Stock fire insurance companies, through their boards and associations, had agreed decades before to limit each locality to one agent per company. This rule had been the reason for reviving the Home Fire and Marine. By forming the Occidental, owned largely by the stockholders of the Fireman's Fund and the Home Fire and Marine, the group of companies could then legitimately appoint three agents in each town. As if this were not enough, paper entities with such names as "Fireman's Fund Underwriters," "Home Fire and Marine Underwriters," "Occidental Underwriters," "Silver State Underwriters," etc., were created, each entitled to its own set of agents. These annexes (as they were called) divided their business among the three parent companies.

The Occidental Indemnity was organized for the sole purpose of accommodating big West Coast shippers. A federal act had been passed requiring workmen's compensation for longshoremen, but no casualty company wanted to write it. Fire and marine companies were forbidden by law from writing casualty insurance, so to keep and enhance the good will of the Company's marine clients, Levison, with some trepidation, made his first venture into the casualty field. A year later the new company began writing liability and other casualty lines, and on this experience the decision to launch into the business on a nationwide basis was made. The Fireman's Fund Indemnity Company, with Charles Page as godfather, a capital of $1,000,000, and a surplus of $3,000,000, sprang full blown into competition in the fastest-growing section of the insurance industry.

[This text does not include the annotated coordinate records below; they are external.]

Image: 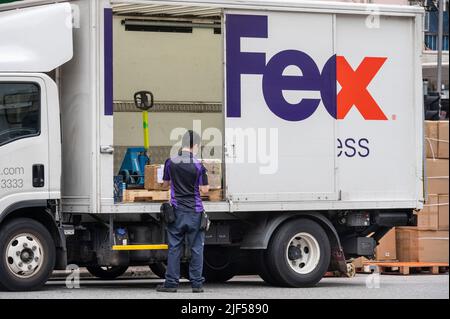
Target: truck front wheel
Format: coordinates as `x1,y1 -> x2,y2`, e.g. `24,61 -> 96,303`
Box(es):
266,219 -> 331,287
0,218 -> 55,291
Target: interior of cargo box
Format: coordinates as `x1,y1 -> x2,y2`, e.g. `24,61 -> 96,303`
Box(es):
113,3 -> 224,203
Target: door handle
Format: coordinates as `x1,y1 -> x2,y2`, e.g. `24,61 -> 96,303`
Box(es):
33,164 -> 45,187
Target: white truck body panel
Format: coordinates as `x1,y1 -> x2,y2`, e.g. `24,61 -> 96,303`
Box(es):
225,11 -> 423,208
0,73 -> 61,212
0,0 -> 423,213
0,3 -> 73,72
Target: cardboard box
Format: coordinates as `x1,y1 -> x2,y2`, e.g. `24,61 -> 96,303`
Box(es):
425,121 -> 439,158
417,195 -> 439,230
352,257 -> 369,268
438,121 -> 448,158
439,195 -> 449,230
426,158 -> 449,195
375,228 -> 397,260
202,159 -> 222,189
396,227 -> 448,263
144,164 -> 168,190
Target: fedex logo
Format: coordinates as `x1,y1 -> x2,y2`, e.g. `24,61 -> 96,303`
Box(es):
226,14 -> 387,121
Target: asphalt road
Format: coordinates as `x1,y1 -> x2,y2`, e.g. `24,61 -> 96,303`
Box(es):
0,274 -> 449,299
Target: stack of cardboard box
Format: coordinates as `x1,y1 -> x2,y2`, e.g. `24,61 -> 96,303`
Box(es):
144,164 -> 167,191
144,159 -> 222,201
396,121 -> 449,262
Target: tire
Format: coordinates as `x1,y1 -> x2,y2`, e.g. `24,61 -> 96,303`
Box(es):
266,219 -> 331,287
149,263 -> 167,279
0,218 -> 56,291
86,266 -> 128,280
203,248 -> 235,283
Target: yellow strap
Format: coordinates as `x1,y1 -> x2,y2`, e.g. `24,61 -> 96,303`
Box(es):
112,244 -> 169,250
142,111 -> 150,150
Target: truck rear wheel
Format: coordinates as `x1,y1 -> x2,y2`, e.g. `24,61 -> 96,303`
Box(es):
0,218 -> 55,291
86,266 -> 128,280
266,219 -> 331,287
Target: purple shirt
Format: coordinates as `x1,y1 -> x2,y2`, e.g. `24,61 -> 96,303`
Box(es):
163,151 -> 208,213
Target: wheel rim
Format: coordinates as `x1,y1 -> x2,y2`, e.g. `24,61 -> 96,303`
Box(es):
5,233 -> 44,279
286,233 -> 320,275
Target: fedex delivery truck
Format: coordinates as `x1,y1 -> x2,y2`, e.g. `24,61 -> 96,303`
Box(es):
0,0 -> 424,290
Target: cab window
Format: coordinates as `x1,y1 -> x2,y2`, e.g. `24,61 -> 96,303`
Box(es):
0,82 -> 41,146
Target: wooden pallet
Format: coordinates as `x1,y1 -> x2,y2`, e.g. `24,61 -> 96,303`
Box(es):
202,189 -> 222,202
123,189 -> 170,203
363,261 -> 448,275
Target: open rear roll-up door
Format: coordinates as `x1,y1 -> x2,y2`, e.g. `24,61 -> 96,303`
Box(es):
224,10 -> 338,201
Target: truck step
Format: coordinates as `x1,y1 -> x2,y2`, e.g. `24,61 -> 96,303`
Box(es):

Beginning in the 1920's, more and more emphasis was placed on the Eastern operations. When A. K. ("Pop") Simpson, who had succeeded Colonel Kellogg in 1909, retired in 1921 as manager of the Eastern Department, Levison hired Edward T. Cairns away from the North British & Mercantile to replace him. Cairns brought thirty-four-year-old Charles Crawford Hannah along with him, and in so doing started a chain of events that would have far-reaching effects on the course of the Company's history. When John Marshall retired as vice-president in 1928 because of poor health, Cairns was named to replace him and was called to the home office to take charge of all fire underwriting. Hannah moved up and began his search for an assistant to supervise Eastern fire underwriting. In 1929 he and Cairns approached James F. Crafts, a thirty-year-old assistant secretary of the Queen Insurance Company, with an offer of a second assistant managership of the Eastern Department. They had had an eye on the young man for years. In fact, the department's first assistant manager, Ralph Goodwin, had attempted to hire him away from the Queen as early as 1924. But Crafts was not interested in making a lateral move even if the change meant an increase in salary. His future with the Queen was excellent and he saw no reason to leave.

Fate took a hand the following year, however, when Goodwin, who had suffered from a chronic heart ailment, collapsed and died. Only then was Hannah able to prevail on Crafts to join him in the Company. Together, with Crafts one step behind, they advanced up the corporate ladder. Each in his turn was to become president of the Fireman's Fund.